IL (POCO) GRANDE GATSBY - GIUSEPPE MAURO (anno 2 n.6)

Si aspettava da tanto, troppo tempo e, finalmente, arriva nelle sale Il Grande Gatsby, nuova opera del regista australiano Baz Lurhmann, autore anche del musical carnevalesco Moulin Rouge. Ma stranamente le prime parole che ti vengono in mente per commentare il lavoro del regista compongono una frase tipica dei prof : “ E' bravo, ma non si applica”. E questo film, più che un'interpretazione fuori dagli schemi di un classico, sembra il classico compitino in classe, dal tratto poco originale, in cui si poteva fare molto di più.

Quarta trasposizione cinematografica del grande capolavoro letterario di Francis Scott Fitzgerald, racconta attraverso gli occhi di Nick Carraway (Tobey Maguire) la tragica storia d'amore del suo vicino di casa il “grande” Jay Gatsby (Leonardo DiCaprio) innamoratosi della graziosa Daisy ( Carey Mulligan) infelicemente sposata con un uno degli uomini più ricchi di New York, Tom Buchanan ( Joel Edgerton) perché continuamente tradita. Tutto questo sullo sfondo di quei ruggenti anni Venti, sfarzosi, sfavillanti, estremi, dove la gente si ubriacava di champagne e viveva senza pensieri, ignara che alla fine di quel decennio sarebbe comparsa come una tempesta la più grave crisi economica del Novecento: la Grande Depressione.

La pellicola quasi sempre riesce ad essere fedele alla versione cartacea, ma, a parte DiCaprio che si è calato perfettamente nei panni di quel dandy che olet for pecunia, l'interpretazione del cast non è stata particolarmente incisiva e memorabile: gli attori hanno recitato bene, svolgendo però la loro parte senza carattere, scomparendo nei propri personaggi. E che dire della scenografia, che rispecchia proprio il lusso smodato e una sorta di neo barocco degli Anni Ruggenti? Funziona. Non come la colonna sonora molto discutibile (la scusa di usare il rap degli anni Zero per dare un senso di contemporaneità alla storia non regge) e l' inutile 3D che è solo un insensato strumento acchiappa giovani. Per Nick “il passato non si replica”, quindi la storia andava attualizzata.

E invece di suggerire allo spettatore confronti tra la crisi del '29 per colpa delle banche e la moderna crisi...sempre per colpa delle banche (maledette banche!) che forse l'avrebbe reso ancora più interessante, il nostro Baz si è concentrato sulle opulente feste del ricco Gatsby, si è limitato semplicemente a seguire la storia struggente di questi due amanti, senza riuscire a individuare la cifra della sua personale lettura.

Quindi se volete divertirvi, Il Grande Gatsby di Baz Lurhmann fa al caso vostro.
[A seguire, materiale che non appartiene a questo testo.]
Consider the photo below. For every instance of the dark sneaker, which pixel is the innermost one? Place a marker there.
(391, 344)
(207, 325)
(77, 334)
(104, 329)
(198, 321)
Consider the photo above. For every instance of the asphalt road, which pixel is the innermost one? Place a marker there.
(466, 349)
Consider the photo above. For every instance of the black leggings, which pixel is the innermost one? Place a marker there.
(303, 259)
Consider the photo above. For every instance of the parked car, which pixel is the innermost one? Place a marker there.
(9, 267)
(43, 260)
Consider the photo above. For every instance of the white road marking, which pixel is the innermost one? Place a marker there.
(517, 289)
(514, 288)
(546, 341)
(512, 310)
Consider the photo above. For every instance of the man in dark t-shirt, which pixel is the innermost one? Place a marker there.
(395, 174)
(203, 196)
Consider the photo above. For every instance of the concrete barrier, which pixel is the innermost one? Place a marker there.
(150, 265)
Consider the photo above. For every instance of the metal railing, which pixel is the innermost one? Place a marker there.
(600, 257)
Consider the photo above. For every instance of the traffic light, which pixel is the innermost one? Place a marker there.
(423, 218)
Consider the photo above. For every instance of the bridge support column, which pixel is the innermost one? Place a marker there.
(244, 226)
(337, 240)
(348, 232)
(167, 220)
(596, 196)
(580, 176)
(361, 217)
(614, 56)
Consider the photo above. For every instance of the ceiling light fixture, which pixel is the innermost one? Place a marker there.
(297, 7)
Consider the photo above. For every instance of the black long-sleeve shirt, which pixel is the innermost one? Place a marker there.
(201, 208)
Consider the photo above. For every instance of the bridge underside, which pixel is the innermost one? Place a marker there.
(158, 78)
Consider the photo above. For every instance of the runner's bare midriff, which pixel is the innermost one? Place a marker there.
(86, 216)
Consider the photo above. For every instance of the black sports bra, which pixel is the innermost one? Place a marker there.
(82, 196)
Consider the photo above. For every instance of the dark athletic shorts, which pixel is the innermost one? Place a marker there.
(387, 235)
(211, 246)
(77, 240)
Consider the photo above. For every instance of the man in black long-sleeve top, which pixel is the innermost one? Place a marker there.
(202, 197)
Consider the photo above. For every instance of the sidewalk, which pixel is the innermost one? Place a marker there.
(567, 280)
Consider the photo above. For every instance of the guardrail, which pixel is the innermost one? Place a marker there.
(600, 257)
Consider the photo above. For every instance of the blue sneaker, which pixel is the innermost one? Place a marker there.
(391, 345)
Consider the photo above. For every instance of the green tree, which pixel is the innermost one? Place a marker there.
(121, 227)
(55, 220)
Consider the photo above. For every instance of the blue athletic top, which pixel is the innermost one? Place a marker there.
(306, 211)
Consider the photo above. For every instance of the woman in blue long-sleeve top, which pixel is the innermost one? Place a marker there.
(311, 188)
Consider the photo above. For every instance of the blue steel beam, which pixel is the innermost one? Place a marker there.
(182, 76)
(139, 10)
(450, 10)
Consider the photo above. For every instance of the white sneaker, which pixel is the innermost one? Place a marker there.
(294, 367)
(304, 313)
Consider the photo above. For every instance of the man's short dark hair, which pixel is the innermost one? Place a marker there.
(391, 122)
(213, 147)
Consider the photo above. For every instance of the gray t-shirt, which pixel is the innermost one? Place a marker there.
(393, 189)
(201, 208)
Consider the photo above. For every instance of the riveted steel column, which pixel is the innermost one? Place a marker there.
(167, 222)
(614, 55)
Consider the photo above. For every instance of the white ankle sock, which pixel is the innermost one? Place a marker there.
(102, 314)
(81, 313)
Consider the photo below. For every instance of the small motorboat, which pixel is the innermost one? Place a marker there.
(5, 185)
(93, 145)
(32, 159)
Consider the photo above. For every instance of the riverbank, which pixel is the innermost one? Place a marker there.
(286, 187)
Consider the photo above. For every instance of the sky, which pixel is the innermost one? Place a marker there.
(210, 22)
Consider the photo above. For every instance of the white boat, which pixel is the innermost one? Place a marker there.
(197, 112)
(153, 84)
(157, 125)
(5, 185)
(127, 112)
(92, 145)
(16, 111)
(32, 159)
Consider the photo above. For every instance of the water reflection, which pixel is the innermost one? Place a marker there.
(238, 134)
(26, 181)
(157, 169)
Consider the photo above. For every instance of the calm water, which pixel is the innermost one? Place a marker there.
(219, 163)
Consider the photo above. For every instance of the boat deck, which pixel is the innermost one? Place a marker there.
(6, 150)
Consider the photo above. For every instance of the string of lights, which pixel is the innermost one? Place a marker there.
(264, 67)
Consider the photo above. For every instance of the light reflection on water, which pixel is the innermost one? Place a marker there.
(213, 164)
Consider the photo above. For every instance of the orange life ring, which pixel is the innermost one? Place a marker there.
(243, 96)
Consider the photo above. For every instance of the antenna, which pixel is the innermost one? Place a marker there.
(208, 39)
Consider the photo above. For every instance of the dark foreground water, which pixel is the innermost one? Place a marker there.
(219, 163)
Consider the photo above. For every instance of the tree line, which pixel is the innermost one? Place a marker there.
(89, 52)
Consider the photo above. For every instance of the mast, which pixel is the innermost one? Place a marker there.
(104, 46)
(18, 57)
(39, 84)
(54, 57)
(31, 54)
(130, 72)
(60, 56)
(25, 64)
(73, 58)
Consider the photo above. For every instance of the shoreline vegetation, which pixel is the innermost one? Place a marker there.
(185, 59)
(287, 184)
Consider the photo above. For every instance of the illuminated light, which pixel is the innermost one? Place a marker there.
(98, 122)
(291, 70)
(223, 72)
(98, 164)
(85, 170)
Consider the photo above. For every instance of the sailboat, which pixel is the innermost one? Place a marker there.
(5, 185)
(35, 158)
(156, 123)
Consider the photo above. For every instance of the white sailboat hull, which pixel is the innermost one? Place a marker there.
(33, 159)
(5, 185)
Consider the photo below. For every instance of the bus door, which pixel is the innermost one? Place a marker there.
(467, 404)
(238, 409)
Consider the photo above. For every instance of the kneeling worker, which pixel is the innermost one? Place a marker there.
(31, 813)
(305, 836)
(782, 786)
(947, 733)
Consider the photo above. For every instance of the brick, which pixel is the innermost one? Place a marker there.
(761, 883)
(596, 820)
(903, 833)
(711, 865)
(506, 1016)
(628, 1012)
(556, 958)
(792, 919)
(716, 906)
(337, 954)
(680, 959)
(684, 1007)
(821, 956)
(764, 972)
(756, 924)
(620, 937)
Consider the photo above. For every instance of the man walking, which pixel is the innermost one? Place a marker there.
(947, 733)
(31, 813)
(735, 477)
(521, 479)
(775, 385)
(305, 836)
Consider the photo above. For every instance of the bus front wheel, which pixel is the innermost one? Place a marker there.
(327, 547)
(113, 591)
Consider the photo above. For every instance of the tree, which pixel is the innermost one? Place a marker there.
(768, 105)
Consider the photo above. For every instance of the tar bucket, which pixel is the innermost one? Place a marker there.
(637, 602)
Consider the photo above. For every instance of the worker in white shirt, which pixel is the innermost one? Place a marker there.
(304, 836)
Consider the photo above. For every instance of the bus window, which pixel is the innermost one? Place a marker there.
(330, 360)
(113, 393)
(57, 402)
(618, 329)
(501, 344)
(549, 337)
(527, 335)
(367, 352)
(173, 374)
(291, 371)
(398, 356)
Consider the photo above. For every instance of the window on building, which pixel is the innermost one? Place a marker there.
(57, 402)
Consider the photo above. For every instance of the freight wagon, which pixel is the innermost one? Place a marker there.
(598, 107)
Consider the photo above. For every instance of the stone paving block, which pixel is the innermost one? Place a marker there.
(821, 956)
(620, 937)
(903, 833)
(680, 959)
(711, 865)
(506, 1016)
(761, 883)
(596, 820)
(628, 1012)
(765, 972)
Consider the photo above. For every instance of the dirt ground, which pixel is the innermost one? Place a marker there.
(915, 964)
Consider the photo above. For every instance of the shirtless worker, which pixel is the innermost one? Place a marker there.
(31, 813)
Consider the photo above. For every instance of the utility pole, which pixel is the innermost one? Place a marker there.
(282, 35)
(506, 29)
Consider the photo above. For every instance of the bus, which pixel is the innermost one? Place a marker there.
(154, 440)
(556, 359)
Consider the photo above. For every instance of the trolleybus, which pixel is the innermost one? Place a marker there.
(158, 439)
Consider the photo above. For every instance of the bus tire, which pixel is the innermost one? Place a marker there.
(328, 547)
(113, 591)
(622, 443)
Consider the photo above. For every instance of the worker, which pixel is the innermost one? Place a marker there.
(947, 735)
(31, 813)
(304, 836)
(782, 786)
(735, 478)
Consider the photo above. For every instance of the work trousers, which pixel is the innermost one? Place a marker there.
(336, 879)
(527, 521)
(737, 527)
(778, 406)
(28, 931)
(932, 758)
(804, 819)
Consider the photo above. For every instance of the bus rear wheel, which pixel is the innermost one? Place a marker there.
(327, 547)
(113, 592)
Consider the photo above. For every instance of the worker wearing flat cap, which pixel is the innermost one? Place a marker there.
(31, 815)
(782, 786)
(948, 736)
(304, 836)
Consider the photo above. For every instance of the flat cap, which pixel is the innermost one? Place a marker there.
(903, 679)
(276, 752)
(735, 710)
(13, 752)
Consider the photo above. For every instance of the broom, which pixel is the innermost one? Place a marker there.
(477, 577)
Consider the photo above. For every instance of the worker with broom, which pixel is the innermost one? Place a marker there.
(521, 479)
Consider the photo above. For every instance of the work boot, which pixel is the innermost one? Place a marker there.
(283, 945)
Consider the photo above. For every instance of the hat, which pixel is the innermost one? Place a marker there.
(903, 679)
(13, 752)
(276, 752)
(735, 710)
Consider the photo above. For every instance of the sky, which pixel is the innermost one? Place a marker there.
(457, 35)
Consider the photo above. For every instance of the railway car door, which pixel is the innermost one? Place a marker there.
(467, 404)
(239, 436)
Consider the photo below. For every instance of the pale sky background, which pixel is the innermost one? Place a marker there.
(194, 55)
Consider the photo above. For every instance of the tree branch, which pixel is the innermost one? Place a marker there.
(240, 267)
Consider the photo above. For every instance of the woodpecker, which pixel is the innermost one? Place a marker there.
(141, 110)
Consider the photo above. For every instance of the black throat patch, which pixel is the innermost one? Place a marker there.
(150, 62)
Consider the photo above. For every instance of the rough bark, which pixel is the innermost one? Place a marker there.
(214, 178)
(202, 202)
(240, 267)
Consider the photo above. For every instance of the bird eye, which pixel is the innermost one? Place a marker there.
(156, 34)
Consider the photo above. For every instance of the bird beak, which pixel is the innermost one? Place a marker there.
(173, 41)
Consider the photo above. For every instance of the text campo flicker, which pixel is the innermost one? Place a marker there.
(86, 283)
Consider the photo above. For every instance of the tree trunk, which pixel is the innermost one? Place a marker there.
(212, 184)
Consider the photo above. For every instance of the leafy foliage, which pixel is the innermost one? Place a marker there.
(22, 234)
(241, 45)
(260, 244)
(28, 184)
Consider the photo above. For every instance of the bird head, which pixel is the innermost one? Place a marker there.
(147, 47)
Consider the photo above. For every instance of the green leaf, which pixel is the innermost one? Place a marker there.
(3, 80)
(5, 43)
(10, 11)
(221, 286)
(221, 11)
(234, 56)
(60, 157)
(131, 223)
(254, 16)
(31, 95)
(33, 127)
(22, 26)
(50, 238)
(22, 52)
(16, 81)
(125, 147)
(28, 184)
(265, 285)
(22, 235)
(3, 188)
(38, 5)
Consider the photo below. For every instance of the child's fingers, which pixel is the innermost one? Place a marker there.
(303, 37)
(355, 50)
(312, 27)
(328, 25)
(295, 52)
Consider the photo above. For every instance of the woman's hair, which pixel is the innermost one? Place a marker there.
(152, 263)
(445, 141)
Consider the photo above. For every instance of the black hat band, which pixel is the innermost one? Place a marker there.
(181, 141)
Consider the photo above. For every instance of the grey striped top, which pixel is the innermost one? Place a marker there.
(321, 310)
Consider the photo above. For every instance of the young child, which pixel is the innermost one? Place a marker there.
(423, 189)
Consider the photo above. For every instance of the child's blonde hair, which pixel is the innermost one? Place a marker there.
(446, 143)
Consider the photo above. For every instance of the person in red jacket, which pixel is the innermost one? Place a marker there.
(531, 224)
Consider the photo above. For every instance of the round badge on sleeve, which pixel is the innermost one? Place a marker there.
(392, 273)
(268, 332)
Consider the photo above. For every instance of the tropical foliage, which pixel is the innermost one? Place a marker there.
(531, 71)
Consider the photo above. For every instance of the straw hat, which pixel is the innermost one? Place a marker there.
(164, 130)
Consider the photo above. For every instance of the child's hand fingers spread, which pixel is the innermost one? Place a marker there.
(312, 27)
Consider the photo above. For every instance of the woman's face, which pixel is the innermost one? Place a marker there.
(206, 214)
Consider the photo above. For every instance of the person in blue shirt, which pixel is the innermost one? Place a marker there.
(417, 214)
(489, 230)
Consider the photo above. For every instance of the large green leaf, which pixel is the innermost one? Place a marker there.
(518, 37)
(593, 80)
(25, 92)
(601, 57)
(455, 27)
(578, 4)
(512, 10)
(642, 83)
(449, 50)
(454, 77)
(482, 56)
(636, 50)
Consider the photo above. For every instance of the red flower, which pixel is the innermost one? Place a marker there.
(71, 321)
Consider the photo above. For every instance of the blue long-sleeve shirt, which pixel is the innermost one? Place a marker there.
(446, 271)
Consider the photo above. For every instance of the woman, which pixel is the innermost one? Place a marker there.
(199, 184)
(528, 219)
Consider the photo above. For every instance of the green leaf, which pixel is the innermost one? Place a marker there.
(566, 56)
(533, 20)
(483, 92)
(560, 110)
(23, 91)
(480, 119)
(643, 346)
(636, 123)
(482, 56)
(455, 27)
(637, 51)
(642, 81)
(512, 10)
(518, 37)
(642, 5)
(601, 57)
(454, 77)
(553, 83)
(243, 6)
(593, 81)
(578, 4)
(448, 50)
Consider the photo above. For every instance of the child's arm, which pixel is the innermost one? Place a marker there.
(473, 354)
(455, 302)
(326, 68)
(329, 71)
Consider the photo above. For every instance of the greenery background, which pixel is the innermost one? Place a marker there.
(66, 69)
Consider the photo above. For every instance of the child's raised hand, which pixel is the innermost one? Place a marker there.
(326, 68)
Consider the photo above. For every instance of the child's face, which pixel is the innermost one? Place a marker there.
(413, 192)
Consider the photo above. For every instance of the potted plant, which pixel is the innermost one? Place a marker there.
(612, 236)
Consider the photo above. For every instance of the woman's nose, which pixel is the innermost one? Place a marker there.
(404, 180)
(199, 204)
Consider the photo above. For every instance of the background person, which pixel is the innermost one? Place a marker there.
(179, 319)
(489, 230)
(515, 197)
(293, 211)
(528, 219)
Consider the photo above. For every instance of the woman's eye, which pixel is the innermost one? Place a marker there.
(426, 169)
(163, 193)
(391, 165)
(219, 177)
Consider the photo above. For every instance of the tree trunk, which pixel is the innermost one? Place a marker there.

Ma se cercate qualcosa di più, qualcosa di unico, allora recuperate il Moulin Rouge già citato, molto più sorprendente.

 

P.S. Con quest'ultima recensione chiudo per quest'anno scolastico la mia rubrica. Ringrazio tutti coloro che per sbaglio l'hanno seguita, ed ora che sono arrivate le tanto desiderate vacanze è tempo per me di staccare la spina, anzi di spegnere la cinepresa...Quindi auguro a tutti BUONE VACANZE e IN BOCCA AL LUPO a chi ha gli esami. CIAO!